Yes, it is possible to obtain a preliminary injunction under Slovenian law. For the motion to be granted, the applicant must establish i) holding of a registered patent; and ii) that rights of the applicant have been infringed or an actual danger of infringement exists; and one of the following: a) a danger exists that the enforcement of claims will be made impossible or difficult, or b) the adoption of a provisional measure is necessary to avoid damages difficult to repair; or c) the provisional measure does not have more detrimental consequences for the alleged infringer than would have the non-adoption of such measure for the holder of the right.
Please note that the court grants preliminary injunction if all the relevant facts are established as probable (i.e. more likely to exist than not).
34. Is it possible to obtain a without notice injunction?
Yes. In such case, the applicant must additionally establish that any delay with the issuance of preliminary injunction would cause to the patent holder damages that would be difficult to compensate.
35. How quickly can preliminary injunctions be obtained?
Application for preliminary injunction can be filed i) before the main court proceeding is initiated, ii) during the main court proceeding or ii) after the main court proceeding is finished and before enforcement is possible. In case the application is filed before the main court proceeding is initiated, the court sets a deadline for initiation of the main court proceeding.
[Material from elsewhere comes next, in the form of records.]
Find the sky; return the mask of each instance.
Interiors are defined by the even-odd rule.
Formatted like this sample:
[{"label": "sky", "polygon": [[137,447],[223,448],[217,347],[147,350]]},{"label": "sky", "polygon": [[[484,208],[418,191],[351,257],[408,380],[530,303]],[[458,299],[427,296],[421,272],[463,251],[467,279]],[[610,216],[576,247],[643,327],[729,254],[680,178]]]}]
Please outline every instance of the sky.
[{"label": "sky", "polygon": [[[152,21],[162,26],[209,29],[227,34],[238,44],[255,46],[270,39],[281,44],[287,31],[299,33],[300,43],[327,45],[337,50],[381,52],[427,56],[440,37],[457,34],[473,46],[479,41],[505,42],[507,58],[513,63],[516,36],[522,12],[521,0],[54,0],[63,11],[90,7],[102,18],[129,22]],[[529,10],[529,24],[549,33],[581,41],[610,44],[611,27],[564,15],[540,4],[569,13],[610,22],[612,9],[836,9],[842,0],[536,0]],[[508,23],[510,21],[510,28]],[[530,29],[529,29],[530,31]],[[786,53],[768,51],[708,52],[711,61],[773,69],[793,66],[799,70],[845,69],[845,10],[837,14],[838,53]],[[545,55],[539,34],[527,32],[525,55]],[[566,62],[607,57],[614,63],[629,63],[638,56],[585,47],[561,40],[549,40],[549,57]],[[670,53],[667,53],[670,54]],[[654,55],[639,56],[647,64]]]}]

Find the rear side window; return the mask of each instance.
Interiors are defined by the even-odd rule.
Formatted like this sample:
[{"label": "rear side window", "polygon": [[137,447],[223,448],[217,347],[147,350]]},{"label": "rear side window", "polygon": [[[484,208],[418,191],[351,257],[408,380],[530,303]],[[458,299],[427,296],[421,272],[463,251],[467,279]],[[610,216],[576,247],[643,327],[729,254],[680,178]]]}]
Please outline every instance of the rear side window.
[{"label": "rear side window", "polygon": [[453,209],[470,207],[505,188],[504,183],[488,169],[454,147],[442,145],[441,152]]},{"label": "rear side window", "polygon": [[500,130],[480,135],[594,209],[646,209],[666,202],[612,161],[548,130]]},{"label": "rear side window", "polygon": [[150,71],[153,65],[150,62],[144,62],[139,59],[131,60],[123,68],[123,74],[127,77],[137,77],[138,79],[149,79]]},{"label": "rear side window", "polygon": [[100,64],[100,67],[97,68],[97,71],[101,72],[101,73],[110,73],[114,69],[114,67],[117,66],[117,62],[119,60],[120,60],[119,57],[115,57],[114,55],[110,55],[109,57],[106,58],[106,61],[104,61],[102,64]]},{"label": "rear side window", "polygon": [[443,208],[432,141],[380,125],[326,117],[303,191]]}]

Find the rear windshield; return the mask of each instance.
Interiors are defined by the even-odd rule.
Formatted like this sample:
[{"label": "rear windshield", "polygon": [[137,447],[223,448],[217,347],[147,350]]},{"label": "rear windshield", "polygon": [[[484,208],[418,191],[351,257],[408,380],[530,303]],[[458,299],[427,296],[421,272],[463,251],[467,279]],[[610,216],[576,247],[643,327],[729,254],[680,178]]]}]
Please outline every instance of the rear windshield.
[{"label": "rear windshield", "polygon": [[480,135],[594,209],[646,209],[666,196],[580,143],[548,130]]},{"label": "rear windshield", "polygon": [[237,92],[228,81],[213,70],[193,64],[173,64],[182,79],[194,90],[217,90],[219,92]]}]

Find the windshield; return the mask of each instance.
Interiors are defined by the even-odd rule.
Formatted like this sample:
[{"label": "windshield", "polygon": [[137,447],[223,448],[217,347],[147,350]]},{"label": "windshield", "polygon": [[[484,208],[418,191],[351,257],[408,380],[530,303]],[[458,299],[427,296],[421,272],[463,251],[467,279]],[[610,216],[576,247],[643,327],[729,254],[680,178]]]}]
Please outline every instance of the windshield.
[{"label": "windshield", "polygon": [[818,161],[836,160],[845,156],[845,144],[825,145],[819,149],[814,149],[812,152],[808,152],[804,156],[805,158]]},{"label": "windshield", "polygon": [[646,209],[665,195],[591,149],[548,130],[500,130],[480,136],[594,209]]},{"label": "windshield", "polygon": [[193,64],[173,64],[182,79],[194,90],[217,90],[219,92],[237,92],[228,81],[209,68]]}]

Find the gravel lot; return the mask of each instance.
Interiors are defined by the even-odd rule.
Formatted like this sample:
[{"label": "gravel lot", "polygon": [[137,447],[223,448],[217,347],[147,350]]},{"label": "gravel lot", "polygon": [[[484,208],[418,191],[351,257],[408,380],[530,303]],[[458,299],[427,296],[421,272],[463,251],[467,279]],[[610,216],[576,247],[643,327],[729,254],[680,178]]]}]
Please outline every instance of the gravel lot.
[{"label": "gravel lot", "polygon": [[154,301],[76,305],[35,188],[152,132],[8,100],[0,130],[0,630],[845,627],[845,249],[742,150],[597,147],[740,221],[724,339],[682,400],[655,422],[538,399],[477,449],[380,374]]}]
In case of patent infringement, the law specifically prescribes that the application for preliminary injunction must be filed within 3 months after the patent holder was acquainted with the alleged violation.
The statute provides that the preliminary injunction proceedings are urgent. To our experience, the court usually issues a decision in a couple of weeks.
36. Is it possible to appeal against a preliminary injunction and if so does this suspend the effect of the injunction?
When a preliminary injunction is issued, objection can be filed against the decision. Once the court rules upon such objection, appeal is possible against the decision. Generally, neither objection nor appeal suspend the decision.
37. If a party is awarded a preliminary injunction are they liable to provide security?
Yes, if the court orders such security to be provided. Provision of security can be proposed either by the claimant (in such case the burden of proof is reduced) or by the defendant (if it is anticipated that the defendant will suffer damages due to injunction). Please note that to our experience, it is not very common that the court would order security to be provided.
Additionally, please note that in case preliminary injunction is not justified (e.g. due to the claimant losing the case), the claimant s liable for damages caused by the preliminary injunction.
38. Are further proceedings on the merits required in order for the court to grant a final injunction?
After the injunction is issued, objection can be filed which allows re-assessment of the injunction without time pressure. Once the objection is ruled upon, appeal can be filed against the decision. Other than that, no further proceedings are prescribed.
39. Is a cross-border injunction available and in what circumstances?
There are no specific limitations in this relation. It must be established that Slovenian courts have jurisdictions pursuant to the rules of the private international law and that the issued injunction can be enforced in the relevant jurisdiction. Injunctions are also available before Slovenian courts under national law if the courts of another EU member state have jurisdiction as to the substance of the matter.
40. Is an Anti-Suit-Injunction (ASI) available and in what circumstances?
Anti-Suit-Injunctions are not available in the Slovenian legal order.